Bunyi tulang patah itu terdengar hingga ke bawah. Manusia burung itu kini jatuh tanpa daya. Di atas, masih ada Maria dengan masih mencengkeram dua sayap yang telah terlepas dari punggung makhluk itu.
“Jangan ada yang berani menyentuhnya,” teriaknya. “Atau nasib kalian akan sama seperti manusia burung ini.”

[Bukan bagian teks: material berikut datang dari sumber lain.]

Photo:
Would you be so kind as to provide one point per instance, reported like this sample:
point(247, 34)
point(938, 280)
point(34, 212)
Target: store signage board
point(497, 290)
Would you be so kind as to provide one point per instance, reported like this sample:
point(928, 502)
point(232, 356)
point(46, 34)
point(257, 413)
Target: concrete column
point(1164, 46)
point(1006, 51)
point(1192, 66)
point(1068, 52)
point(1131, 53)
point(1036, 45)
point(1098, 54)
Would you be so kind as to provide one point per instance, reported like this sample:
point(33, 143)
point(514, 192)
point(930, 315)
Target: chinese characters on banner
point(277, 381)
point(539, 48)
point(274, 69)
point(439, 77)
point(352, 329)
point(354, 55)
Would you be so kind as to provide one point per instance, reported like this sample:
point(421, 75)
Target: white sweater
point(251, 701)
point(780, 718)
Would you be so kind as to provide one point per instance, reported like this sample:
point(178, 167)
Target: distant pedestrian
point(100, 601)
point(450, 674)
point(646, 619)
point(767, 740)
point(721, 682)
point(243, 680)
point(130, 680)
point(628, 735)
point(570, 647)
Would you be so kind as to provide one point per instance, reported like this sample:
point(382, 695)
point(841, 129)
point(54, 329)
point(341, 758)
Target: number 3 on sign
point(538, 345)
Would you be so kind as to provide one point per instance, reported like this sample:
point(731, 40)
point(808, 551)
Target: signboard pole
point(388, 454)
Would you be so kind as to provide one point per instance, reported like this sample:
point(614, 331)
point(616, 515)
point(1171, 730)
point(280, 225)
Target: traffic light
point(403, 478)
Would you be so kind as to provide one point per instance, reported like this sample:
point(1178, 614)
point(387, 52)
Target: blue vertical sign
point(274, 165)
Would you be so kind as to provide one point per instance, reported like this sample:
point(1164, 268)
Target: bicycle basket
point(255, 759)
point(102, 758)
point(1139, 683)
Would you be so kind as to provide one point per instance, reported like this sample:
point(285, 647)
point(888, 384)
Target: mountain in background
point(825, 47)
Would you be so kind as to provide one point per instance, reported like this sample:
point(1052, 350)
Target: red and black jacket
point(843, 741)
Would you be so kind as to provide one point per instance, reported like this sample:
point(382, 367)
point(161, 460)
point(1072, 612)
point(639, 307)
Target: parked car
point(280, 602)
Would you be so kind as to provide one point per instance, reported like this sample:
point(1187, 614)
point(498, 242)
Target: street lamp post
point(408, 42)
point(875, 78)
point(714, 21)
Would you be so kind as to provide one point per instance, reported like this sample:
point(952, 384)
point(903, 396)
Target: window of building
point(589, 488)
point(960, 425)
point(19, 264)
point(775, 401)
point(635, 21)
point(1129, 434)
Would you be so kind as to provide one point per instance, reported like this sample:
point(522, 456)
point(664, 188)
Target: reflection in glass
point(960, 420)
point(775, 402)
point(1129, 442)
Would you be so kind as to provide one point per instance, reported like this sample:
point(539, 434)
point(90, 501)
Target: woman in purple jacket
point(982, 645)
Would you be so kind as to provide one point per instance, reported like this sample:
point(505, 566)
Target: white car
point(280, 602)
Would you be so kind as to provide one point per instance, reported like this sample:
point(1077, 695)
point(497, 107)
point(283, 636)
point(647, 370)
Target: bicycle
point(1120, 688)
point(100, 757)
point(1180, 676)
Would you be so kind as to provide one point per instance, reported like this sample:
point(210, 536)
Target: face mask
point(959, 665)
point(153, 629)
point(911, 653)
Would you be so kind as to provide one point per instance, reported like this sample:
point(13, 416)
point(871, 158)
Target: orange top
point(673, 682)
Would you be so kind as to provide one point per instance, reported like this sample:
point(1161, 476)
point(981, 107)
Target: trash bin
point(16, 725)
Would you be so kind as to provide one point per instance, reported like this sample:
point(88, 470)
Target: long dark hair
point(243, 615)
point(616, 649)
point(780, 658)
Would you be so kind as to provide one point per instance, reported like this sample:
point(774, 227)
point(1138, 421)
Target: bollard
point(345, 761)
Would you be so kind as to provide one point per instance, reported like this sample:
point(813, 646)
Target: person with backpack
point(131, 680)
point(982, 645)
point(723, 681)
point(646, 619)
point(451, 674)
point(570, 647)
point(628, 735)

Hanya dalam hitungan detik, Maria sudah berdiri tepat di samping Obin yang masih berdiri terbengong-bengong. Ia jadi sedikit resah, lantaran masih ada beberapa siluman yang tidak memperdulikan gertakannya. Maka, kini terpaksa ia mengeluarkan kekuatan yang lebih besar dari sebelumnya. Aura dalam dirinya semakin meluap-luap, hingga jalan yang ia pijak menjadi retak-retak.


***
Ia merasa bersyukur. Tak terbayangkan apa jadinya dirinya seandainya tidak ada laba-laba raksasa yang tiba-tiba melompat dari samping dan langsung mencengkeram Reck yang terus mengejarnya itu dengan kedua taringnya yang tajam. Laba-laba itu tujuh belas kali lebih besar dari Reck. Perasaan Dhino jadi campur aduk melihatnya—antara senang dan ketakutan.
Lelaki bertopeng kini sudah berdiri di samping Dhino, mengulurkan tangannya untuk membantu Dhino berdiri. “Maaf, aku tidak bermaksud membiarkanmu mati oleh makhluk itu.” Katanya.
“Tidak, kau memang sengaja.” Dhino menanggapinya dengan nada kesal.
“Terserah kau mau percaya atau tidak.” Lelaki bertopeng itu menarik tangannya. Dan kini Dhino sudah berdiri di depannya, “Aku hanya mau menguji kekuatanmu.”
“Menguji?”
“Iya.” Lelaki itu menggaruk-garuk kepalanya, perilaku yang seolah sudah menjadi cirri khasnya, “Ternyata kau ini lebih lemah dari yang aku kira.”